Between the lines: Matt Fowler, the executive director of Triangle Multiple Listing Services, said home prices look like they are trending toward a "return to normal" growth rather than the "crazy, unsustainable rate that they were rising at."
- Yes but: A lack of inventory and new construction as well as strong job growth in the Triangle should prevent home prices from dropping significantly, Fowler added.
Why it matters: Even with falling prices, though, rising interest rates are making the median home less affordable for a typical family in the Triangle and are preventing some with mortgages locked in at lower rates from moving.

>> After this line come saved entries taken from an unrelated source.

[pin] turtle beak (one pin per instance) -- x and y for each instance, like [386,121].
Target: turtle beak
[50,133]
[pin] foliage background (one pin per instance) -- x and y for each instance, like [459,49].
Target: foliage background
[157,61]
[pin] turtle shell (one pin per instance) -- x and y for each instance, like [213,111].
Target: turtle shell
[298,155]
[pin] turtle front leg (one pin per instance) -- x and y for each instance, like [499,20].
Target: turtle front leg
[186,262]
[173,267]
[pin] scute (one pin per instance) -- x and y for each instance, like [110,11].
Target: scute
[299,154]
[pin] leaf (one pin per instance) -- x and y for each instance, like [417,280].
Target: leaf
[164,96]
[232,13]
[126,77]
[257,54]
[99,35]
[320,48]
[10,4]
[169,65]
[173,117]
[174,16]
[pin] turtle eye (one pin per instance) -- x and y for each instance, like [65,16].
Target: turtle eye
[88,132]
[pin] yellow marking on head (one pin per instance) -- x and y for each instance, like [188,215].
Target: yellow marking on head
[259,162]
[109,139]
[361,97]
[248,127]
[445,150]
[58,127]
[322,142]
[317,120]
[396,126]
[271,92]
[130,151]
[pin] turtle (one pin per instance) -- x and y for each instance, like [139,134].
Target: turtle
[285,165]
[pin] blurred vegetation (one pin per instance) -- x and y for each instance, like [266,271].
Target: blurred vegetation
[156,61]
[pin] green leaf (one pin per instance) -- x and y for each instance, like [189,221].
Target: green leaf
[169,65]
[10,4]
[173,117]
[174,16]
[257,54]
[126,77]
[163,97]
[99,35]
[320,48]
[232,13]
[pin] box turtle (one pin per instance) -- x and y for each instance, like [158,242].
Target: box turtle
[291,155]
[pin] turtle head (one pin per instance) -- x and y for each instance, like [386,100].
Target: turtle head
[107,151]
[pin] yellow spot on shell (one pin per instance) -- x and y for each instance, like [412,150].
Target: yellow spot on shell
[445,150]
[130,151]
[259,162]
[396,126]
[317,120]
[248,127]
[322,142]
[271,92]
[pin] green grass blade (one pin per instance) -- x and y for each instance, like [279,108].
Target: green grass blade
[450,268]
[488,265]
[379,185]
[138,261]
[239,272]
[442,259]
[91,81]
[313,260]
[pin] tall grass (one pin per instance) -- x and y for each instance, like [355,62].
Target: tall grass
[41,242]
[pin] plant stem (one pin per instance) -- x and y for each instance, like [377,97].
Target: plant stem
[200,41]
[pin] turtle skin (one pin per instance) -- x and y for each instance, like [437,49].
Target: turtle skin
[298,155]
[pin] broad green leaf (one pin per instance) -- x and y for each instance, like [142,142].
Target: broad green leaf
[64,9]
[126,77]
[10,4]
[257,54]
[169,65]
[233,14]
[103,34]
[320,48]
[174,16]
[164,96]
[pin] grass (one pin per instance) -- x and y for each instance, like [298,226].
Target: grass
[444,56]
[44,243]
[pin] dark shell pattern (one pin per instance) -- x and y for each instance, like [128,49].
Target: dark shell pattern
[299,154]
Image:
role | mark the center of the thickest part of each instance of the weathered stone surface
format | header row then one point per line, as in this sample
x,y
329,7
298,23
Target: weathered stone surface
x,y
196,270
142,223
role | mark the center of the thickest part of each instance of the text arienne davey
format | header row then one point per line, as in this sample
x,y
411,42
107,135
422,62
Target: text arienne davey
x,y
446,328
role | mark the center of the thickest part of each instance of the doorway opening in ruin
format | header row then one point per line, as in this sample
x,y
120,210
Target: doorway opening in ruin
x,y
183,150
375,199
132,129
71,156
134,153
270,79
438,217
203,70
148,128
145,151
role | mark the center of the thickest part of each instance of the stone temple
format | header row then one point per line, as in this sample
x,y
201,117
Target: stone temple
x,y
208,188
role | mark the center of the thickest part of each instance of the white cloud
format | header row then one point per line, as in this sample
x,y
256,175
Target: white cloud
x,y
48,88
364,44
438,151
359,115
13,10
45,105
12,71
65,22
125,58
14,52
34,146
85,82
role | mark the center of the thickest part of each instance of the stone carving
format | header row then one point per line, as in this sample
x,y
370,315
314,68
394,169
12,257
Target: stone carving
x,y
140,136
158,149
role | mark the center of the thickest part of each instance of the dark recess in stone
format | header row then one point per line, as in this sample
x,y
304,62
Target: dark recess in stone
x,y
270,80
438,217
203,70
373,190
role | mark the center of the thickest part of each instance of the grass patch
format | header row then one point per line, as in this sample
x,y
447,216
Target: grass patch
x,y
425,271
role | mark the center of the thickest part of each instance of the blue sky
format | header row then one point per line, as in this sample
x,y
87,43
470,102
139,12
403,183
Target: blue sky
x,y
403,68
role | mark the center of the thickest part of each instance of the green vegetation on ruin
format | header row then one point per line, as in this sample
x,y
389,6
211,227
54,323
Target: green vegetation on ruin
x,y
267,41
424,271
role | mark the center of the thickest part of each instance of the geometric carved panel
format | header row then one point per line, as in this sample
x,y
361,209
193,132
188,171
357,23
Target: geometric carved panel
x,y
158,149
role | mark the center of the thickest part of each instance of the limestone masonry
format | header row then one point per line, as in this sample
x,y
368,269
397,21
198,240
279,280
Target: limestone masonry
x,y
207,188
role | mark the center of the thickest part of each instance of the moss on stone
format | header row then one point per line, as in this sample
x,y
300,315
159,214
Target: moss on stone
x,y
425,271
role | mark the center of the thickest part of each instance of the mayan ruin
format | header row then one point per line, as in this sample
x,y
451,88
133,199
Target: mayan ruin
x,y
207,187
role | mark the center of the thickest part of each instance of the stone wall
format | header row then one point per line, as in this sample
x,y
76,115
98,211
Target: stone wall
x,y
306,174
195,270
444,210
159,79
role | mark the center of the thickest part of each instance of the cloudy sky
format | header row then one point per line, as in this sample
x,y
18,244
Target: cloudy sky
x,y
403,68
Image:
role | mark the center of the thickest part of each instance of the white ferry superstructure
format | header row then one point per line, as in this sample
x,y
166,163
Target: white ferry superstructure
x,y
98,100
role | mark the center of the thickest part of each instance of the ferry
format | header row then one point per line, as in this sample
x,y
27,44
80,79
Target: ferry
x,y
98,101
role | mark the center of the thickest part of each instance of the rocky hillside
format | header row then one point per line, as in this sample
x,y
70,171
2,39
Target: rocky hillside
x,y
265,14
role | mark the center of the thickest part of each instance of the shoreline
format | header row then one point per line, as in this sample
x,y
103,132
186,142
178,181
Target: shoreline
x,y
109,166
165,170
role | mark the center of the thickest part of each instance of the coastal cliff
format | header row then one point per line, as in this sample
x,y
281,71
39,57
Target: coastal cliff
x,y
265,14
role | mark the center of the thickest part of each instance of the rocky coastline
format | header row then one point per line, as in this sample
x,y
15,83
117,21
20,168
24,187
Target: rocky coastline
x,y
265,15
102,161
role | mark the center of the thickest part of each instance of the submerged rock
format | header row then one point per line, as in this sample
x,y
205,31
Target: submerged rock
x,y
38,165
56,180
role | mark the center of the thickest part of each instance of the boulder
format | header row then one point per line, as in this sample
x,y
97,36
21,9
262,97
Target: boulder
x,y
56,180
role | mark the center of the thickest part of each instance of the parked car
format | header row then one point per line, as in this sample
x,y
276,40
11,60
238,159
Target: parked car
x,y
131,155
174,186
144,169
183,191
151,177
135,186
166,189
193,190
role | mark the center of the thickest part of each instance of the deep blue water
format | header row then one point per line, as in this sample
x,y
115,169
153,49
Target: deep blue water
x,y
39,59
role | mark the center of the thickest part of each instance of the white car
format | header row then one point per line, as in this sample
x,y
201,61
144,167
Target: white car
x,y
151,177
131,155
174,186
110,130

- The median income of a family in the Triangle now only reaches 68% of the income necessary to qualify for a median priced house at prevailing mortgage rates, Fowler said.

What they're saying: "The story for me in the Triangle remains the lack of affordable housing [and] a lack of housing in general," Fowler told Axios.
- "We have a dramatic under supply of properties that real people can buy."
Zoom out: While national analysts are coming around to the idea that house prices could see a correction, they still don't expect an outright bust, Axios' Matt Phillips reports.
- Unemployment remains low. And most homeowners who bought in recent years have locked in rock-bottom rates, making their payments affordable.
- That means a surge in defaults — like the one that crashed the U.S. housing market in 2008 and 2009 — is unlikely, economists say.